Das Konventsmitglied streckte die Hand aus und ergriff den Arm des Bischofs.
»Ludwig XVII.? Nun, wen beklagen Sie? Das unschuldige Kind? Gut, ich beklage es mit Ihnen. Das Königskind? Das wäre zu erwägen. Für mich ist der Bruder des Cartouche, dieses unschuldige Kind, das auf dem Grèveplatz an den Achseln aufgehängt wurde, bis es starb, nur weil es eben der Bruder jenes Cartouche war, nicht minder beklagenswert als der Enkel jenes Ludwig XV., dieses unschuldige Kind, das im Temple zu Tode gemartert wurde, eben weil es der Enkel jenes Ludwig XV. war.«
»Mein Herr«, sagte der Bischof, »ich liebe es nicht, daß Sie diese Namen in einem Atem nennen.«
»Cartouche? Ludwig XV.? Welchen von beiden bevorzugen Sie?«
Eine Pause trat ein. Der Bischof bedauerte fast, hierhergekommen zu sein, und doch fühlte er sich seltsam berührt und ergriffen.

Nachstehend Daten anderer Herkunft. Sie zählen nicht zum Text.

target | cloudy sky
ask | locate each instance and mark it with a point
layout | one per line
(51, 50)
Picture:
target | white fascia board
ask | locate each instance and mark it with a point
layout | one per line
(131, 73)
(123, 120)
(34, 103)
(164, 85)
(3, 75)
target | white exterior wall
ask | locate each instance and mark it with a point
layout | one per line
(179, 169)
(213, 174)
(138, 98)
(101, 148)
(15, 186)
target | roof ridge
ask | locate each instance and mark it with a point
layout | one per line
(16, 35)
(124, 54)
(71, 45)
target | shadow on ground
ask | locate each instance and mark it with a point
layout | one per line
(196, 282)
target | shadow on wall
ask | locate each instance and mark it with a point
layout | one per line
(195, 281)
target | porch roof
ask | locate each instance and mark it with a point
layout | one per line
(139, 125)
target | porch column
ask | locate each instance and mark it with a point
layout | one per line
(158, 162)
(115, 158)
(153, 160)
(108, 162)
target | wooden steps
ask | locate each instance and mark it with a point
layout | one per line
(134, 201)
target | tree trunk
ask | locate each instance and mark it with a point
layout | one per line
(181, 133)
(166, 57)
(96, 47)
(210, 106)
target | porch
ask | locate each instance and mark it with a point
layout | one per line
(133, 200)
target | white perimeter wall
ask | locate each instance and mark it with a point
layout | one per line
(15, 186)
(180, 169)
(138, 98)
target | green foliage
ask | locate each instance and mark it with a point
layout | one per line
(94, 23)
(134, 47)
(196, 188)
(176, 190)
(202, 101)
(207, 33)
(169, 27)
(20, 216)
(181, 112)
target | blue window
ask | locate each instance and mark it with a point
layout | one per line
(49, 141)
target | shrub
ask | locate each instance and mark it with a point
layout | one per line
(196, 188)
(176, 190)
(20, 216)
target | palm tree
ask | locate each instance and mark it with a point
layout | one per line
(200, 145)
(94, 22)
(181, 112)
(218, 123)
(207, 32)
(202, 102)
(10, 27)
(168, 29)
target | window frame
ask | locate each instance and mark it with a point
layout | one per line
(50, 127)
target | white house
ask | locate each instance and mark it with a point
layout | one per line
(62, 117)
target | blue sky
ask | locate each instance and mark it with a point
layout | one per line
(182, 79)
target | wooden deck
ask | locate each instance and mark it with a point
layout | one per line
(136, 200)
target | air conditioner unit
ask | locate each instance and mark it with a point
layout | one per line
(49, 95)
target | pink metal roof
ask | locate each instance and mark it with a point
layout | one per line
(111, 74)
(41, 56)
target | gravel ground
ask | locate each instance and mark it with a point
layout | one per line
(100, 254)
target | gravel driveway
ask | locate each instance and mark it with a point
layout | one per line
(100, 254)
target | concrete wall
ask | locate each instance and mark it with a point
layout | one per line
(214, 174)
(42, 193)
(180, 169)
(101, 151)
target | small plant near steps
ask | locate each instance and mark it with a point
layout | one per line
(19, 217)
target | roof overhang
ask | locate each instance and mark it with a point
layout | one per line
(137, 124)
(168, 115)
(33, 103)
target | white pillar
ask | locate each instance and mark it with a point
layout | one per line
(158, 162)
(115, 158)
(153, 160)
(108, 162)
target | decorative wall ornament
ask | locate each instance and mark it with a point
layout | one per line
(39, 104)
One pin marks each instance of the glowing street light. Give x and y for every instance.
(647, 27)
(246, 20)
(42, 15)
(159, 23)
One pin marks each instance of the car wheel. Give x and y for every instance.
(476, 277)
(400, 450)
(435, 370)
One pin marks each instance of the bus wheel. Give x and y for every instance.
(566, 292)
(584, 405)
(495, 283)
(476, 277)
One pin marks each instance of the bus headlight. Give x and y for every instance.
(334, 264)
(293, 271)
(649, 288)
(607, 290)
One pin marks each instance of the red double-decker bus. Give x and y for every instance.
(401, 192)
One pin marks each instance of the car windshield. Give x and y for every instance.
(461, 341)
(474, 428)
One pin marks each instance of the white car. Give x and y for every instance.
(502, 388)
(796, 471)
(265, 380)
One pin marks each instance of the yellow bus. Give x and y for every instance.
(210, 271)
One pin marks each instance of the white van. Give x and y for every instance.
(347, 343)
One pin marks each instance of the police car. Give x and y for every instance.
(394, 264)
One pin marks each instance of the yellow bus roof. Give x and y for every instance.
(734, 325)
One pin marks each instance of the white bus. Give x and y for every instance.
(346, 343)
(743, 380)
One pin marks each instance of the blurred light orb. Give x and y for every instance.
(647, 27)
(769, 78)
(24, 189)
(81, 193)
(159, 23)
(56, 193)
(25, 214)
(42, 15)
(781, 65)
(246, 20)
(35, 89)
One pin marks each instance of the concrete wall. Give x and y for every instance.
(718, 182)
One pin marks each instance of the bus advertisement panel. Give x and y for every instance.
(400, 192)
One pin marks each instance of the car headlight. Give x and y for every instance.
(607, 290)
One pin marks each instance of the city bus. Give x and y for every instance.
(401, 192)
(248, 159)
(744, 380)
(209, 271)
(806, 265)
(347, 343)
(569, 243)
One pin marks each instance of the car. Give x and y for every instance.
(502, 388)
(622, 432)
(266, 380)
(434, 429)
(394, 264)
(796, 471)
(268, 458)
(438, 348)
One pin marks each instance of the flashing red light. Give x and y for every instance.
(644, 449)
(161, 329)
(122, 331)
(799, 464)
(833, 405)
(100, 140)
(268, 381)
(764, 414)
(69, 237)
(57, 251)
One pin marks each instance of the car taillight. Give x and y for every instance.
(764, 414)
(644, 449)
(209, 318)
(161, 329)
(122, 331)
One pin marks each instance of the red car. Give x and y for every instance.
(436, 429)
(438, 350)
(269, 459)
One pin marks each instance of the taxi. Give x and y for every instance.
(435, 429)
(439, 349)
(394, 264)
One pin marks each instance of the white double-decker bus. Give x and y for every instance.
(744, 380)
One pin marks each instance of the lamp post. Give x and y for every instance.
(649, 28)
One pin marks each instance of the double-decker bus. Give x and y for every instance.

»Ja, mein Herr«, fuhr das Konventsmitglied fort, »Sie lieben nicht die Härte der Wahrheit. Christus … der liebte sie. Der nahm eine Geißel und trieb das Pack aus dem Tempel. Seine Geißel sagte rauhe Wahrheiten. Wenn er sagte, sinite parvulos, lasset die Kindlein zu mir kommen, so machte er zwischen den Kindern keinen Unterschied. Ihm war es nicht peinlich, den Jungen des Barabbas und den des Herodes einzuladen. Die Unschuld, mein Herr, krönt sich selbst. Sie bedarf keiner Auszeichnung. Sie ist an sich erhaben, herrlich – ob sie in Lumpen gekleidet ist oder in Seidengewänder, die mit den königlichen Lilien geschmückt sind.«
»Das ist wahr«, sagte der Bischof leise.
»Einen Augenblick«, sagte das Konventsmitglied, »Sie erwähnten Ludwig XVII. Verstehen wir uns richtig: sind es die Unschuldigen, alle die kleinen Märtyrer, die niedrigen und die hohen, die wir beklagen? Wenn es so ist, dann will ich einstimmen. Gut, aber dann dürfen wir nicht bei 1793 stehenbleiben, unsere Tränen müssen früher einsetzen. Ich will mit Ihnen die Kinder der Könige beklagen, wenn Sie mit mir einstimmen in die Klage um die Kinder des Volkes.«
»Ich beklage alle«, sagte der Bischof.
»Gut«, rief G., »und wenn die Waagschale sich senken soll, dann sei es auf der Seite des Volkes, denn es leidet seit längerer Zeit.«
Wieder trat eine Pause ein. Das Konventsmitglied brach sie. Der Greis stützte sich auf den Ellbogen, kniff mit Daumen und Zeigefinger eine Falte in seine Wange, wie man es wohl mechanisch tut, wenn man einen anderen verhört, und stellte den Bischof streng zur Rede.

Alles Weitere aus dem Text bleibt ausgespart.